Modern English Translation (by Vincent Foster Hopper)
When April with his showers sweet
The drought of March has pierced to the root
And bathed every vein in such liquor,
Of whose virtue engendered is the flower;
When Zephyrus too with his sweet breath
Has quickened, in every grove and heath,
The tender sproutings; and the young sun
Has in the Ram his half-course run,
And small fowls make melody,
[While] sleeping all the night with open eye
(So Nature pricks them in their hearts);
Then folks long to go on pilgrimages
And palmers to seek strange shores
To far-off shrines, known in sundry lands;
And, [e]specially, from every shire’s end
Of England, to Canterbury they wend,
The holy blessed martyr to seek,
Who has helped them when they were sick.
Geoffrey Chaucer (c.1343–1400) Known as the Father of English literature, this English poet and philosopher is also recognized, with Dante, to be one of the greatest poets of the Middle Ages (and certainly the greatest English poet of that time) and one of the great writers of all time.
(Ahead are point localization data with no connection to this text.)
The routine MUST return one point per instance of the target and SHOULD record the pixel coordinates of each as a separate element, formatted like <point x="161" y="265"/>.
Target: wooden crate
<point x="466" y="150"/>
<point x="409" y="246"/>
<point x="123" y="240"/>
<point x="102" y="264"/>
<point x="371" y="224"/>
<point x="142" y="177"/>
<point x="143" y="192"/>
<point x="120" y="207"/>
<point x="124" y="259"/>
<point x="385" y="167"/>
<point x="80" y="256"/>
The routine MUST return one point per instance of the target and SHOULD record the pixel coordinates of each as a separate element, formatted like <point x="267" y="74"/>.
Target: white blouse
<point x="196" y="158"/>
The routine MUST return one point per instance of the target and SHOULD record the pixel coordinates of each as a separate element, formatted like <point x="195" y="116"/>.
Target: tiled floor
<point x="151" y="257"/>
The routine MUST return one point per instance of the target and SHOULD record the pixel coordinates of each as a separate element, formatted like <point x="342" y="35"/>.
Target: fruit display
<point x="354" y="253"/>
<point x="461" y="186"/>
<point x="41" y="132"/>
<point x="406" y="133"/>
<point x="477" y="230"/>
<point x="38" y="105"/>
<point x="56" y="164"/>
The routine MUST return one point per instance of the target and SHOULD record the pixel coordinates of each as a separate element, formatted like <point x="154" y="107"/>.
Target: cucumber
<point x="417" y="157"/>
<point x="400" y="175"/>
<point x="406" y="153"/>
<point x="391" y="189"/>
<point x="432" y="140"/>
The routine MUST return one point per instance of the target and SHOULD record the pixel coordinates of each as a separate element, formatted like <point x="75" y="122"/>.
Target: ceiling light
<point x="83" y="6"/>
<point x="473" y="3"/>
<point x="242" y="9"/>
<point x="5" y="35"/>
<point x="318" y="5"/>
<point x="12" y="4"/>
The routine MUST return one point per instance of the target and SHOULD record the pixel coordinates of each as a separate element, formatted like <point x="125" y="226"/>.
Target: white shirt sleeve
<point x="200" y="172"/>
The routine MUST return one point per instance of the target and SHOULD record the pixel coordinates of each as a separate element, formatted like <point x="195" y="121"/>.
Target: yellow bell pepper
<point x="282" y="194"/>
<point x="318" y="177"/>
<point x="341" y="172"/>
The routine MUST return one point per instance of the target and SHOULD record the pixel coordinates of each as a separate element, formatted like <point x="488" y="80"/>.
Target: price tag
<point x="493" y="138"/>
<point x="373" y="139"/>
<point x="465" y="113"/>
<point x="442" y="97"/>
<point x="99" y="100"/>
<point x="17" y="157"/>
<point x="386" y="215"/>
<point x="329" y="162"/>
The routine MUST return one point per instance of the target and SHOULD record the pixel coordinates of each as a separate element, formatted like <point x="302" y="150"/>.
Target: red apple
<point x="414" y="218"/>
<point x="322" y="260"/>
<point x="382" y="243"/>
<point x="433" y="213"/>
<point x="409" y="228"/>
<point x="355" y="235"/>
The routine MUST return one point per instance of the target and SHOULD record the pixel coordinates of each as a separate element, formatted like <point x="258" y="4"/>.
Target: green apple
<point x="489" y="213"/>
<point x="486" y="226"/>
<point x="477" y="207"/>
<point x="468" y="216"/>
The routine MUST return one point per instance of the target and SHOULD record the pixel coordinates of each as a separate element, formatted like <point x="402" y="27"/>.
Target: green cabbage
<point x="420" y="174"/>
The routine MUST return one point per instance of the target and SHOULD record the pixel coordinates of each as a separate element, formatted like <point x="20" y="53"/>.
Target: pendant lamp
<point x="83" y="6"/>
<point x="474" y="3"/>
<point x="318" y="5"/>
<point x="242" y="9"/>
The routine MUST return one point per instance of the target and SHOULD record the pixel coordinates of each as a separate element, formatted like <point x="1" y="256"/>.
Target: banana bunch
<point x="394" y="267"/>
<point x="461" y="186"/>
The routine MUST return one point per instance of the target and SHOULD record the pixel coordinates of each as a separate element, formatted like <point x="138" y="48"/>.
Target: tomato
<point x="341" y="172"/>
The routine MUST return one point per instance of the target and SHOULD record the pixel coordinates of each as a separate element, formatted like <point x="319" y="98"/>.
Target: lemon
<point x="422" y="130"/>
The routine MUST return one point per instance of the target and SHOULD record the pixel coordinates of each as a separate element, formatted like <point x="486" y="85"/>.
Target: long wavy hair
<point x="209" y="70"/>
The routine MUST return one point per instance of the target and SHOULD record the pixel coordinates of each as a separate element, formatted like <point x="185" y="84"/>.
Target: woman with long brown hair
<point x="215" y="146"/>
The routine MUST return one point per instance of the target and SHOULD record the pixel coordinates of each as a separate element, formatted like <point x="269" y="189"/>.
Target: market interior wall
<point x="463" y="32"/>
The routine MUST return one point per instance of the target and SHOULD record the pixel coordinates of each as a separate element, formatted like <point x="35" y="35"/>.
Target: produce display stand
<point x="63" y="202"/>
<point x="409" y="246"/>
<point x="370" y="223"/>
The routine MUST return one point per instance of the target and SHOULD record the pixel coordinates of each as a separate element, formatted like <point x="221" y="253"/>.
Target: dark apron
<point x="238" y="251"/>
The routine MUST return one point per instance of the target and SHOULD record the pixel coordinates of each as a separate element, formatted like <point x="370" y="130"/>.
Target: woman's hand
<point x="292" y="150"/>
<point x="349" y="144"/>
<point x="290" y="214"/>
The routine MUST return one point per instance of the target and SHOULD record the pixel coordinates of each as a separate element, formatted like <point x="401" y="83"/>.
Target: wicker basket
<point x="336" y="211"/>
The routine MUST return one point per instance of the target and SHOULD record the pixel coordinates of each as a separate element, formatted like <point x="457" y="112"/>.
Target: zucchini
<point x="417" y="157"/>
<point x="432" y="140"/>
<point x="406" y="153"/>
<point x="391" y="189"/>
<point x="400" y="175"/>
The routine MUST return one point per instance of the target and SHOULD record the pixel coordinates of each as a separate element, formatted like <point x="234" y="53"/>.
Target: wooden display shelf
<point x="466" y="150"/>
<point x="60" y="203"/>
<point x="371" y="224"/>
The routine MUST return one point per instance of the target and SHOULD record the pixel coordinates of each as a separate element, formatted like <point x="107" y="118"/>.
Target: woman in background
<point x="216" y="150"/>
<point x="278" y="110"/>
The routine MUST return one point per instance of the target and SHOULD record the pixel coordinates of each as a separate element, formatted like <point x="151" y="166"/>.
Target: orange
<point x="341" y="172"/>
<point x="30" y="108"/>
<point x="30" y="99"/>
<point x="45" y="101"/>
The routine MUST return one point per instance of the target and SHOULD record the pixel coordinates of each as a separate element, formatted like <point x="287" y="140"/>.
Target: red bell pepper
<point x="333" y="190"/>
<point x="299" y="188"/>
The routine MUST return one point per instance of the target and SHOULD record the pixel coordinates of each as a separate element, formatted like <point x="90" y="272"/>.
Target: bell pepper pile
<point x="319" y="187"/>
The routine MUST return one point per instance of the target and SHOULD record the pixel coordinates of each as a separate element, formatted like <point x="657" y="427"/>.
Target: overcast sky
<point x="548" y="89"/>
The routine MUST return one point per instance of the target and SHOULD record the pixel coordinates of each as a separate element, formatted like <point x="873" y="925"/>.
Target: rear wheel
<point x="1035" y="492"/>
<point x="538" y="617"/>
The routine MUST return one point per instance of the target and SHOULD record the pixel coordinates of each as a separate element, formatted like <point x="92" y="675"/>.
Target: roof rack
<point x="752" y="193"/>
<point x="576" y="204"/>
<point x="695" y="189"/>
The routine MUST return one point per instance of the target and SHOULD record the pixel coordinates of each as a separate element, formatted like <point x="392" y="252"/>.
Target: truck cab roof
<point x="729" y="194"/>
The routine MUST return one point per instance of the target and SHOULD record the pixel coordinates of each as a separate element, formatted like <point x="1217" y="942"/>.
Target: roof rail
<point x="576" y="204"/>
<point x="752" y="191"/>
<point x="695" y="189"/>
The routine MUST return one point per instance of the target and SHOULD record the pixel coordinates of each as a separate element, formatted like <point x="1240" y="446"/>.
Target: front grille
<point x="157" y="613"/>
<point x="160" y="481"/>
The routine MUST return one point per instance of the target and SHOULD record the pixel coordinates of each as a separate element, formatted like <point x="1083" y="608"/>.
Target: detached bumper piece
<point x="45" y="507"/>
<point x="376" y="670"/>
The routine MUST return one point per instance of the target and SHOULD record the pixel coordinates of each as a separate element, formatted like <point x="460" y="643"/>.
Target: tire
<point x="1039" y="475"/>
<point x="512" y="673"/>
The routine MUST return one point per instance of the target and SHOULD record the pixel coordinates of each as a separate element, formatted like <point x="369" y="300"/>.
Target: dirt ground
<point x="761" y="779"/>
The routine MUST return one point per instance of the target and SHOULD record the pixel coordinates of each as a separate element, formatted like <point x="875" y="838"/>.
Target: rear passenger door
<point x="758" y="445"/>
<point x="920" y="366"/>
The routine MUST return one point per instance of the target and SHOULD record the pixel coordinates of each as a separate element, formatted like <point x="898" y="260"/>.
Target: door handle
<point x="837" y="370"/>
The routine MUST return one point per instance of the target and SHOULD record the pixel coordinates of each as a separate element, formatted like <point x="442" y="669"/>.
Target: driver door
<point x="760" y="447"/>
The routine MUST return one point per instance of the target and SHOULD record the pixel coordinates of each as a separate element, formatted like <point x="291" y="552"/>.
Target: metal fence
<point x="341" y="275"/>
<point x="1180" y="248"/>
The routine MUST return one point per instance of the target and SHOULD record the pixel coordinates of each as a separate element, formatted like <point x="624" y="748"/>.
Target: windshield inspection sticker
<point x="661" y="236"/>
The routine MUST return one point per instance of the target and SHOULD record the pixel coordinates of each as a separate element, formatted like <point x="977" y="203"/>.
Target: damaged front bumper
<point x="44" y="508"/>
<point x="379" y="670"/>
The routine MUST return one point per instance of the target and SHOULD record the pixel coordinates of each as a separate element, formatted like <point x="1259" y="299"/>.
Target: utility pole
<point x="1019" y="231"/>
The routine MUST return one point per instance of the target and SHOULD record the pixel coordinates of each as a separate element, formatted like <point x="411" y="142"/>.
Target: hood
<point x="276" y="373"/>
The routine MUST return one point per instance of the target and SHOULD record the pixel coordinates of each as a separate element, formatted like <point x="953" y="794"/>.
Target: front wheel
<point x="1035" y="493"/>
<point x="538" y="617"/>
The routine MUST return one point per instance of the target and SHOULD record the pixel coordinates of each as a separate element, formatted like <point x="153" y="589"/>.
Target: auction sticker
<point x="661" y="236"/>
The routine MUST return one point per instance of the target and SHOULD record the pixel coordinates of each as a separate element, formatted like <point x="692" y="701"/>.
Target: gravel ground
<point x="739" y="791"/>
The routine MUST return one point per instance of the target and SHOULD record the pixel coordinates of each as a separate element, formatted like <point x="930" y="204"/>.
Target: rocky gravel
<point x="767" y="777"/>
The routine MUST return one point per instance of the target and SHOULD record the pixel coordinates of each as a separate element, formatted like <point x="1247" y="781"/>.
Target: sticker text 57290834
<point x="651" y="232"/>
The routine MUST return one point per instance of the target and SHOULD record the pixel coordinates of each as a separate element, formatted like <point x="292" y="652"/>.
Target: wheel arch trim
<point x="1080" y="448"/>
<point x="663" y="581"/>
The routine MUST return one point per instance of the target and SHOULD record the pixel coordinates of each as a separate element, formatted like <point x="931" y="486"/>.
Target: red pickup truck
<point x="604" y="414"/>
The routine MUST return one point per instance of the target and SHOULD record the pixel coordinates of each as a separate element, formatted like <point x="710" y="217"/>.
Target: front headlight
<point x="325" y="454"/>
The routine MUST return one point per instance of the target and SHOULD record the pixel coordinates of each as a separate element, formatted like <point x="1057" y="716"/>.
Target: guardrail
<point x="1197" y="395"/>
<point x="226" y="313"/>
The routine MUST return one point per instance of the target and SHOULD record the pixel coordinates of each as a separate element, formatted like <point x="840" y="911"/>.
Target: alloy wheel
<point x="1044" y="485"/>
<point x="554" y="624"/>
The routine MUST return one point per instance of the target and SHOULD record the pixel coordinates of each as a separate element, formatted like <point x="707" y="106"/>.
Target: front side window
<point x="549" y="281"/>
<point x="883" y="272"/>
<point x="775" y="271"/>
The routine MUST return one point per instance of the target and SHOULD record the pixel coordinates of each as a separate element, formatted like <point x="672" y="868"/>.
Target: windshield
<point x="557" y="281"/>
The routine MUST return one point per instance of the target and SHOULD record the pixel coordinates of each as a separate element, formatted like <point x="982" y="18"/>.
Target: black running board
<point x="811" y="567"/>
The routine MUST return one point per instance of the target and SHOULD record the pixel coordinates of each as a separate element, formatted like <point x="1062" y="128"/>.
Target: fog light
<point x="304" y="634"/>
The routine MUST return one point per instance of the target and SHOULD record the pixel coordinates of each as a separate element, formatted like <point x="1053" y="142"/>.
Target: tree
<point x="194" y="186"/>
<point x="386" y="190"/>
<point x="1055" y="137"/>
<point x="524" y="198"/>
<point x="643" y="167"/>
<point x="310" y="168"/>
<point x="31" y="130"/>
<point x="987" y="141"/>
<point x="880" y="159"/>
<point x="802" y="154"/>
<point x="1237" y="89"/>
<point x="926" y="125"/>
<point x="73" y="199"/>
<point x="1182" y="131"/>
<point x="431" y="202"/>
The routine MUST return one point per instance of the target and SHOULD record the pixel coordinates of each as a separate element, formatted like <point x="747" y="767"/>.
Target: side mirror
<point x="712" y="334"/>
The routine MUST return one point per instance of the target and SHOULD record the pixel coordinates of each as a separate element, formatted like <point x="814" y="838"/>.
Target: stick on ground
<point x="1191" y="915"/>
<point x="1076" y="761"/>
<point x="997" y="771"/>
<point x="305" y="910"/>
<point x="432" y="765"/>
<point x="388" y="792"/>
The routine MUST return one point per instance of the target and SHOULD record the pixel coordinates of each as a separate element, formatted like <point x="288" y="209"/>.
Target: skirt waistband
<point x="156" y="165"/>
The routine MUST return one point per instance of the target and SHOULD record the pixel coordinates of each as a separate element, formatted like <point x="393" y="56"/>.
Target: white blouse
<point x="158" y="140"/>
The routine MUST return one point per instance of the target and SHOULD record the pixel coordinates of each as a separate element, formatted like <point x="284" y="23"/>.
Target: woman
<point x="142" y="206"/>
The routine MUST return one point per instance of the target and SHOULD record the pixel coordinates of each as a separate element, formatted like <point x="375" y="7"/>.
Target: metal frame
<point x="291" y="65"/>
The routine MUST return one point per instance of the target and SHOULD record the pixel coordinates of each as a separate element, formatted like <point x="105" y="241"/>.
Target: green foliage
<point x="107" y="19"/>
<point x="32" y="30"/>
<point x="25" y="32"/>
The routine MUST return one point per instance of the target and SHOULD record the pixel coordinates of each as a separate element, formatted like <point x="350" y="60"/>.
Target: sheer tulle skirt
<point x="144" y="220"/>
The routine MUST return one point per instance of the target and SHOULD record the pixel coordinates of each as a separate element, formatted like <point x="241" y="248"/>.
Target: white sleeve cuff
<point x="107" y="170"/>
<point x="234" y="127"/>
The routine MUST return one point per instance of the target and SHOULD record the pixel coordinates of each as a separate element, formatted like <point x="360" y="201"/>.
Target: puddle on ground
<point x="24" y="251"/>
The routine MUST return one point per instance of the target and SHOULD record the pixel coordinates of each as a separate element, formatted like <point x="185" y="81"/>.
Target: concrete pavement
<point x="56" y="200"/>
Because of his Canterbury Tales, a series of stories framed within the context of a pilgrimage to the tomb of the martyr St. Thomas Becket (1119-1170), and other poetic works penned in Middle English, Chaucer almost singlehandedly established English vernacular as a legitimate medium for literature — which at that time was mostly written in French or Latin. He thereby pioneered the way for the rise of other great masters of English poetry and prose who people the English literary canon today.